Berasarkan hasil analisis regresi, maka dapat disimpulkan bahwa Variabel Disiplin kerja berpengaruh terhadap Kinerja pegawai Negeri Sipil (PNS) pada Kantor DPRD Kabupaten Soppeng. Variabel Motivasi berpengaruh terhadap kinerja pegawai negeri sipil (PNS) pada Kantor DPRD Kabupaten Soppeng. Variabel Motivasi berpengaruh paling dominan terhadap Kinerja pegawai Negeri Sipil (PNS) pada Kantor DPRD Kabupaten Soppeng.

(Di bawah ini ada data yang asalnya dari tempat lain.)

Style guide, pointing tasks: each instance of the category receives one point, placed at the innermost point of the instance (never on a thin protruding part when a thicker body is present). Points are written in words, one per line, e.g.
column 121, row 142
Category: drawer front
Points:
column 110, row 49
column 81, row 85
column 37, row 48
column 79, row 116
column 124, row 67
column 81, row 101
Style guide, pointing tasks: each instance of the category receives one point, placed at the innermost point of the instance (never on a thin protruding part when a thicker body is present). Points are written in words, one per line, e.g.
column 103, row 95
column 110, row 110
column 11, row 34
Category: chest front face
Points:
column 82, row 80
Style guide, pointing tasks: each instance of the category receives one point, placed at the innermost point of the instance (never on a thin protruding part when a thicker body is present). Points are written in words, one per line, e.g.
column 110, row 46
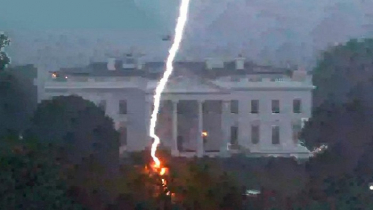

Berdasarkan hasil penelitian, Penulis memberikan saran bahwa Kepada Pihak Sekretariat DPRD Kabuptaen Soppeng, agar lebih memperhatikan Motivasi disbanding disiplin kerja, karena berdasarkan penelitian ini Motivasi paling dominan dapat mempengaruhi naik turunnya kinerja pegawai. Kepada Peneliti selanjutnya, dalam melaksankan penelitian selanjutnya memasukan variabel – variabel yang tidak ada dalam penelitian ini, misalnya pendidikan dan pelatihan, serta kompetensi.